The result is a self-perpetuating system where the same firms win repeatedly, while potentially transformative technologies from new entrants never get the chance to prove themselves. This reduces competition, stifles diversity of thought, and limits America's access to the most innovative solutions in defense, healthcare, energy, and other critical sectors.
In defense markets specifically, this pattern is particularly concerning because it limits the Department of Defense's access to disruptive innovations that could provide asymmetric advantages against adversaries. When mills dominate, the military gets incremental improvements rather than revolutionary capabilities.
How to Correctly Align and Fix the SBIR Program
1) Align every SBIR topic to a real program with a path to insertion
Why: Transition stalls and milling thrives when money is detached from real acquisition/S&T programs. Without a path, tech has low priority in program offices, wasting funds on projects unlikely to transition. Bad actors adapt and optimize for awards over adoption.

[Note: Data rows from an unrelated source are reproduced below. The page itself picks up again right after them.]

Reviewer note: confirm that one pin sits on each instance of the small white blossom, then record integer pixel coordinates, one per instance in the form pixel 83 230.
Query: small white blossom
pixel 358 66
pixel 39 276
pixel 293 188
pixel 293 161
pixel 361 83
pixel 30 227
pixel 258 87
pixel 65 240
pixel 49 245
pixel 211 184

Rebuttal: “This slows timelines and burdens TPOCs/program offices.”
Response: Blue-sky belongs at DARPA, and DARPA SBIRs often act as early leverage for real programs. Cash alignment is a forcing function: if internal communication cannot support transition, we should not fund tech destined to die for lack of coordination.

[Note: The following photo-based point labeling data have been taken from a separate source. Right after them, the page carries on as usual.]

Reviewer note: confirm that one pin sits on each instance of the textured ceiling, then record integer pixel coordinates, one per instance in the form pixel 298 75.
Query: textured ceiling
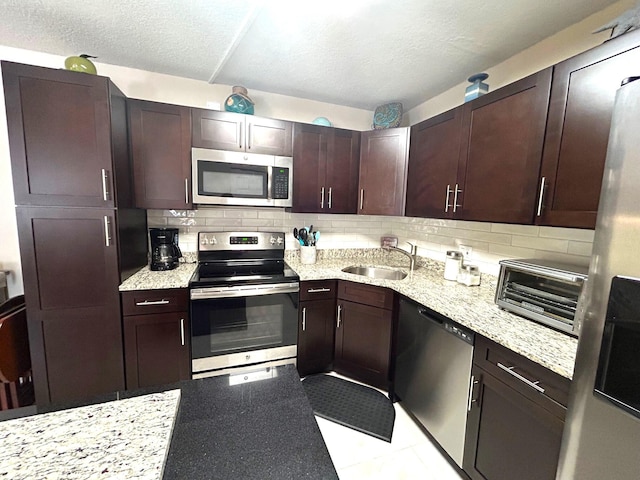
pixel 359 53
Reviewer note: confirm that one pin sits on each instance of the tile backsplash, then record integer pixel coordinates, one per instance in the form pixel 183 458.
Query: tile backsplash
pixel 489 242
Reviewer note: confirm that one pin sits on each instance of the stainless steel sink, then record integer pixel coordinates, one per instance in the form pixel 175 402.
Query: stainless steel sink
pixel 376 272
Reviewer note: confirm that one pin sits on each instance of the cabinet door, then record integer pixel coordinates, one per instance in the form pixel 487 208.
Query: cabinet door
pixel 266 135
pixel 363 343
pixel 315 336
pixel 583 93
pixel 156 349
pixel 70 267
pixel 343 159
pixel 433 166
pixel 501 152
pixel 383 171
pixel 59 136
pixel 508 435
pixel 310 160
pixel 160 137
pixel 217 130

2) Require a 10% programmed transition fund in aligned programs
Why: The “valley of death” is a budget timing gap. Solve it by reserving transition dollars on the program side that can only be used to adopt SBIR outputs. Unused funds are lost, creating strong incentives. With topics aligned, this becomes a predictable bridge across the valley and raises expected transition rates toward 10%.
Rebuttal: “We already tie up 2.5% for SBIR; why reserve 10% more?”
Response: Congress can authorize/appropriate the wedge or sequester existing lines. This is a policy choice that matches priorities to outcomes and will drive use of rapid contracting (e.g., P3) to deploy funds annually.
3) Disqualify companies that fail to maintain a 10% transition rate
Why: Accountability aligns incentives toward building and transitioning, not perpetual award‑seeking.
Rebuttal: “Some firms are simply better at transition.”
Response: With a programmatically aligned 10% path, persistent failure indicates misalignment. Disqualification is reasonable.
4) Disqualify TPOCs that fail to maintain a 10% transition rate
Why: Topic authors must write for adoption, not entertainment.
Rebuttal: “Some TPOCs are better at transition.”
Response: With a defined 10% path, recurring failure signals poor topic design or shepherding and should lead to removal from the role.
5) Cap total awards (company + subsidiaries) at $25M
Why: After $25M in SBIR seed, firms should be cash‑flowing with a self‑sustaining R&D pipeline. The taxpayer should not fund indefinite dependency.
Rebuttal: “What about firms that keep building new products via SBIR?”
Response: In private markets, $25M is ample to establish customers who fund development. If it is not, a closed market should not underwrite the absence of product‑market discipline.